A few weeks ago here in Stockholm we had a meetup about Elasticsearch. In this meetup they were talking about projects that use Elasticsearch, and one of these projects was Logstash. Logstash is a tool for managing events and logs. Basically, it collects your log events and store them into Elasticsearch. Later on, with the provided web interface called Kibana, you can search within all your logs in a really cool way.
I thought that this would be very useful for us and therefore I started to do some testing. The tests worked so smoothly that we have decided to put Logstash into production, and here comes the story. The figure below represents the recommended Lostash stack:
The message broker they recommend is Redis, and this is the one I tested. The majority of our scripts and tools are written in Python, and for logging, we’re using a logging package called logbook. If order to start sending messages to Logstash in an easy way and less intrusively as possible, I decided to implement a new log Handler for Redis, in such a way that to log into Logstash, we will just have to add the new Handler to our Logger. If you don’t know that much about python logging, take a quick look at this page.
After implementing the first version of the handler, and pull-requested to the upstream project, Gustavo J.A.M Carnerio, who has previously contributed to logbook, suggested me to use buffering. What I was doing in my first implementation of the handler was to push to Redis every single message that the handler emitted, directly. I therefore implemented a buffer that is emptied when it reaches certain size, or every second if never reaches that size, pushing the whole set of messages at once. But… what size is optimal?

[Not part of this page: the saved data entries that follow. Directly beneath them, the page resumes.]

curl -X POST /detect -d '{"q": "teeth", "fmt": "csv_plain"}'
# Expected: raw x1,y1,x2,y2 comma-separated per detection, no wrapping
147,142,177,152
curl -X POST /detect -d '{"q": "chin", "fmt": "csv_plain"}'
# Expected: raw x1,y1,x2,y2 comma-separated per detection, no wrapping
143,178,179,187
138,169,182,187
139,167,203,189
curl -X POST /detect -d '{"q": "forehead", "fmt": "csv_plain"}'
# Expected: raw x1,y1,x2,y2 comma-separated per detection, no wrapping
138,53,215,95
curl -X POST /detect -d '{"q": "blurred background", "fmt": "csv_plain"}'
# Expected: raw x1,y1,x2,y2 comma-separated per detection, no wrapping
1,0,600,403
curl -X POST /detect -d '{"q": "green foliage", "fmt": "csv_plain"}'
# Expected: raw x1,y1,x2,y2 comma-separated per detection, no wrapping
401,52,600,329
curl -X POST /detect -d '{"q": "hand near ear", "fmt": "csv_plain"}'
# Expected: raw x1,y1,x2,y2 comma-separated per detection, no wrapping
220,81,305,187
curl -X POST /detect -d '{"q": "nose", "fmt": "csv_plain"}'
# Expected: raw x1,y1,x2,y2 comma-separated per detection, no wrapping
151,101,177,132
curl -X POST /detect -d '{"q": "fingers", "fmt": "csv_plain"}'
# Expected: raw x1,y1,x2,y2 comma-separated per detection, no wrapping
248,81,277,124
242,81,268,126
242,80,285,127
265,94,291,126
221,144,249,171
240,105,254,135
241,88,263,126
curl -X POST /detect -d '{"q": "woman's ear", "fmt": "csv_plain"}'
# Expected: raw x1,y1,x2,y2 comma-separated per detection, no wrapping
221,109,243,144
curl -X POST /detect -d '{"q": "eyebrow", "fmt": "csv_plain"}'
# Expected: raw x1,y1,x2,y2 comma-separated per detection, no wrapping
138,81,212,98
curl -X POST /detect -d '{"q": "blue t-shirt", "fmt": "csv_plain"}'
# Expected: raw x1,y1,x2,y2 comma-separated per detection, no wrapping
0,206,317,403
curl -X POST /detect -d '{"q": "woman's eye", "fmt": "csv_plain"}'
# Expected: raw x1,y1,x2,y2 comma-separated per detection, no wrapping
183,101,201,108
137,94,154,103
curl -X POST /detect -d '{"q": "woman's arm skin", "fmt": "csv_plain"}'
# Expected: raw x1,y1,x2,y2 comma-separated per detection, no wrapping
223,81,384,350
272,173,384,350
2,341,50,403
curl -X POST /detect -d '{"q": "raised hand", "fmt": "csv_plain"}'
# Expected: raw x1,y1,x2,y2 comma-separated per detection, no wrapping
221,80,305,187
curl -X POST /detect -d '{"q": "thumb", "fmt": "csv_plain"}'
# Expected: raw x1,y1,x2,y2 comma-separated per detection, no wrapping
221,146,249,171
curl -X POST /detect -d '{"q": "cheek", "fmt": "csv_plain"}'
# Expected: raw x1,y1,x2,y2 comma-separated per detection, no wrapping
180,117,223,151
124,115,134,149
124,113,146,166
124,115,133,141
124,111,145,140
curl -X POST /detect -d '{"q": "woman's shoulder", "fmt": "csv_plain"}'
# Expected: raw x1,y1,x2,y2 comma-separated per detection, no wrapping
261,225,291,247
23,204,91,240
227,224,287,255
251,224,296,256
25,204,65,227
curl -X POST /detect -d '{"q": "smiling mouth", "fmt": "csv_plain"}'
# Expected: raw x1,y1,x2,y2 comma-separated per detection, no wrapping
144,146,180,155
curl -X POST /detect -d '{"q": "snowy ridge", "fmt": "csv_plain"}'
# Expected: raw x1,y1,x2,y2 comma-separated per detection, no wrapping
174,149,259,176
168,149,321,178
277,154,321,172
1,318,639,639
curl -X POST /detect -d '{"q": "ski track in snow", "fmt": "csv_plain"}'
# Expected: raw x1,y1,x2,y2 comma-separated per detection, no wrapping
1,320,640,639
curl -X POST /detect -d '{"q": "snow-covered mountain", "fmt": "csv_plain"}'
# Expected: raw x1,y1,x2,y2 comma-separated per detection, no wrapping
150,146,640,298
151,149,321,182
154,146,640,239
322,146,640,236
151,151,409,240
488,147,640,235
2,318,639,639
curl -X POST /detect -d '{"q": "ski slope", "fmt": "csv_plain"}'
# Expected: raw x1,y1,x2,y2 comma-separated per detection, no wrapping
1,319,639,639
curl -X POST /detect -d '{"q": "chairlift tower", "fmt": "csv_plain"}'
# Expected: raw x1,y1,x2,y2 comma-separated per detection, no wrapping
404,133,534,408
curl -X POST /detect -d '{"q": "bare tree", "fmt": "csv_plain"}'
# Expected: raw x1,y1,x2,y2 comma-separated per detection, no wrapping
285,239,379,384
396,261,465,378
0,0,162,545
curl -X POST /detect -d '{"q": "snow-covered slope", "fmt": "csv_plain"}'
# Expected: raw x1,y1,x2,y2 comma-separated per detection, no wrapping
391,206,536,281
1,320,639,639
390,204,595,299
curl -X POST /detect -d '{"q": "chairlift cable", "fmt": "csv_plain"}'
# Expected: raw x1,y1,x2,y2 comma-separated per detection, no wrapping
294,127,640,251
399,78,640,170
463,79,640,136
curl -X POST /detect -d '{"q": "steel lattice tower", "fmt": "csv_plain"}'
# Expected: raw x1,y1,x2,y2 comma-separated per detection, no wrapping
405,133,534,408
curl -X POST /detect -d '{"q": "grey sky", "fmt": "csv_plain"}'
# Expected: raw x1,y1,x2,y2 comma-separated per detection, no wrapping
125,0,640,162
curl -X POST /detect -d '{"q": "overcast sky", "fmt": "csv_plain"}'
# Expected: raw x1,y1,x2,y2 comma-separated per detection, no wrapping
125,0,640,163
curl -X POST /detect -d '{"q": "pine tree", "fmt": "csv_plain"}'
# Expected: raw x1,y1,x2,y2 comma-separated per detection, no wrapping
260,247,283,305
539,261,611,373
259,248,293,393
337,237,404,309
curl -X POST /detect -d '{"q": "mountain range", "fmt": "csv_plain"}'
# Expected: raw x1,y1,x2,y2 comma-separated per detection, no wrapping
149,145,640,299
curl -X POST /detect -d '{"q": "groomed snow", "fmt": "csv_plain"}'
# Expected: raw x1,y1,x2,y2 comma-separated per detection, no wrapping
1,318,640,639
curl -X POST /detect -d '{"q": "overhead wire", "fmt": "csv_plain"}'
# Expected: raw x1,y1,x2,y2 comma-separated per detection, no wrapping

Actually, as Gustavo suggested the only way to determine the size for the buffer is to run some tests and that’s what I did. To test the performance of the handler, I prepared script that for a set of buffer sizes, takes the time required to insert a certain amount of messages. I tested different buffer sizes and different amount of messages sent in a row. These are the results:
If we zoom in, we can see that, in all cases, with a buffer of 128 messages we’ve been able to insert more messages in less time. Buffering is indeed necessary, otherwise it becomes really slow for higher number of events:
The speed-buffer size ratio seems stable throughout all tests but not all corner cases are covered in this benchmark. Other factors like increasing or decreasing the interval time for the automatic flushing (currently one sec., as said before), can influence in the performance.
But at least these tests justify the default parameters (totally customisable, by the way), of the RedisHandler in logbook.